Histological evaluation revealed increases in cellular density, glycosaminoglycan content, and collagen type II expression, suggesting a fibrocartilage-like healing response at the tendon-bone interface. However, the lack of a significant difference in collagen fiber organization between groups and the statistically insignificant improvement in chondrocyte organization indicate that these findings do not reflect a fully mature enthesis regeneration. Therefore, the current histological findings point to an early or accelerated phase of tendon-bone healing rather than comprehensive interface regeneration. Considering that the structural and functional maturation of the enthesis is a time-progressive process, studies with longer follow-up periods are needed to demonstrate the continuity and organizational maturation of these healing patterns.

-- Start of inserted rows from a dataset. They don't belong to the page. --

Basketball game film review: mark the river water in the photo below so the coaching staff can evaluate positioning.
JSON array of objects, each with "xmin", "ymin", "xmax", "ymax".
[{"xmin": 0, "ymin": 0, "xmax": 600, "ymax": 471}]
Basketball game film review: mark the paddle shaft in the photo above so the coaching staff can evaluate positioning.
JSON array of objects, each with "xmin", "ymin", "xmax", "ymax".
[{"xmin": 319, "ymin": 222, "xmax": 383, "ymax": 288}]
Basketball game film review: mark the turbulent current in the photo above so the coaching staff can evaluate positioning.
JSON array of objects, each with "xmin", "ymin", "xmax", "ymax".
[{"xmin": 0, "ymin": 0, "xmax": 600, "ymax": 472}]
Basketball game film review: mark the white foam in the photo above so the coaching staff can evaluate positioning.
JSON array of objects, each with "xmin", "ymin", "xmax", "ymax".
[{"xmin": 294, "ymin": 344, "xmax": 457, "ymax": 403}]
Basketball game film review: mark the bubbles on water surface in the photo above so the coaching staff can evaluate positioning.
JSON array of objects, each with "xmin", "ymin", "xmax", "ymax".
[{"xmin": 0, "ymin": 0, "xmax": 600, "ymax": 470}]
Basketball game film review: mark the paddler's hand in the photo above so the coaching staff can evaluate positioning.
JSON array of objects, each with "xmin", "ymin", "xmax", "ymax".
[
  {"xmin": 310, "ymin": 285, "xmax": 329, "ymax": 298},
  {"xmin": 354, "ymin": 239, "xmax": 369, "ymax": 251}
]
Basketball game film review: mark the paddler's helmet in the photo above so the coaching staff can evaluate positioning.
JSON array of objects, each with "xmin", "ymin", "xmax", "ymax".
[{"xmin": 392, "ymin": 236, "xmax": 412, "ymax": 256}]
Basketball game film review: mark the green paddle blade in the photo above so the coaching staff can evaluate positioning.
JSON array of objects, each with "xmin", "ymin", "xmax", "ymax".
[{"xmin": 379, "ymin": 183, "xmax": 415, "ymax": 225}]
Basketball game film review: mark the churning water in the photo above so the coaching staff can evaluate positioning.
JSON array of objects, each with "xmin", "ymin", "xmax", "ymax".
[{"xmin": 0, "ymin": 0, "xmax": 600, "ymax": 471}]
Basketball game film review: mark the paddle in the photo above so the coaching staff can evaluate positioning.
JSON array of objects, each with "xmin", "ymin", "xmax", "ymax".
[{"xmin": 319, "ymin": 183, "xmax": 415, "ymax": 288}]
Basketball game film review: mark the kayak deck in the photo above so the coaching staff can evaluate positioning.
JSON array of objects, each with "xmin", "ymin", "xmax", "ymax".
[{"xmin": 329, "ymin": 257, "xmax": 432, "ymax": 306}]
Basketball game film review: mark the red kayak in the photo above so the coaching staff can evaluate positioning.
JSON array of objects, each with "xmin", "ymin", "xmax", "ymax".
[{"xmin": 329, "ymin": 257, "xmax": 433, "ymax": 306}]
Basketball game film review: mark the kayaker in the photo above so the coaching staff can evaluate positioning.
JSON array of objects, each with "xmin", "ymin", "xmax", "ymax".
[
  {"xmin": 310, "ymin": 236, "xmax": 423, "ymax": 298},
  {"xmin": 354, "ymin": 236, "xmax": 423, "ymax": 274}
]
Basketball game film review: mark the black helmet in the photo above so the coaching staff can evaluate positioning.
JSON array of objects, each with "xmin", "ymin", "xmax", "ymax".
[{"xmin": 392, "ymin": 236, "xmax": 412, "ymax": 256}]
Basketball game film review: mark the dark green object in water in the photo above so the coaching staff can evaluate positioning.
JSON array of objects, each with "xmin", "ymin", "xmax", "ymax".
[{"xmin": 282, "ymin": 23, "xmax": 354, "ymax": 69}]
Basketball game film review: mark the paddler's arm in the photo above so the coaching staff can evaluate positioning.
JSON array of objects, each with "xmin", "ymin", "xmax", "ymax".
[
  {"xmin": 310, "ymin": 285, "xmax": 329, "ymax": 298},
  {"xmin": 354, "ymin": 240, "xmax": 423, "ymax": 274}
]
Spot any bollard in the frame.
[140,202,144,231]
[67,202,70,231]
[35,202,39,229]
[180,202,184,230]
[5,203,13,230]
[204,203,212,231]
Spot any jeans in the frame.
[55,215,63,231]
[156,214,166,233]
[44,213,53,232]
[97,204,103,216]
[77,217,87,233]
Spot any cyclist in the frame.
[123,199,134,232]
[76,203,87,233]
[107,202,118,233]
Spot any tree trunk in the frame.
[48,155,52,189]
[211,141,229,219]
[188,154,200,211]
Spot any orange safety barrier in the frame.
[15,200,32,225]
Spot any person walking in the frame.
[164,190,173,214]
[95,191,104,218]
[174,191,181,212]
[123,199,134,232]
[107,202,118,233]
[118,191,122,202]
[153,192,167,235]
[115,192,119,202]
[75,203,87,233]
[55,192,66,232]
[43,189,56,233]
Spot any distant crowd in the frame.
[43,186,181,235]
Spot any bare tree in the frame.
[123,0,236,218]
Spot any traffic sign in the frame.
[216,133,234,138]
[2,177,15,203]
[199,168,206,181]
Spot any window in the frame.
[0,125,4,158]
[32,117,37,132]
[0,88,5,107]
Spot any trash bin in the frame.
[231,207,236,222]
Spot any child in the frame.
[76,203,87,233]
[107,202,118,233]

This study has some methodological limitations. First, the sample size used in the experimental design is limited, and dose optimization for tideglusib and the release kinetics of the drug at the tendon-bone interface were not evaluated in this study. Furthermore, the six-week follow-up period does not allow for definitive conclusions about the long-term durability of the biomechanical gains obtained and their persistence on the mature enthesis structure.
From a translational perspective, issues such as the optimal dose, delivery systems, and safety profile of tideglusib for local application need to be investigated in detail before clinical use. Therefore, rather than providing results that can be directly transferred to clinical practice, the current findings are experimental evidence demonstrating that tideglusib is a potential biological agent that can support tendon-bone healing. Future studies with larger sample sizes, different doses and application strategies, and longer follow-up periods will more clearly demonstrate the clinical applicability and safety of this agent.
Conclusion
This experimental study demonstrated that local tideglusib application enhances bone–tendon interface healing in a rabbit rotator cuff tear model. Biomechanical evaluation showed a significantly higher load to failure in the tideglusib group, whereas elongation did not differ significantly between groups. In the tideglusib group, histological analysis demonstrated higher cellularity, greater GAG deposition, and increased Collagen Type II expression compared with the control group.
These results suggest that tideglusib positively affects bone–tendon interface healing both biomechanically and histologically. Further studies are warranted to optimize dosing, application protocols, and to investigate long-term effects in both experimental and clinical settings.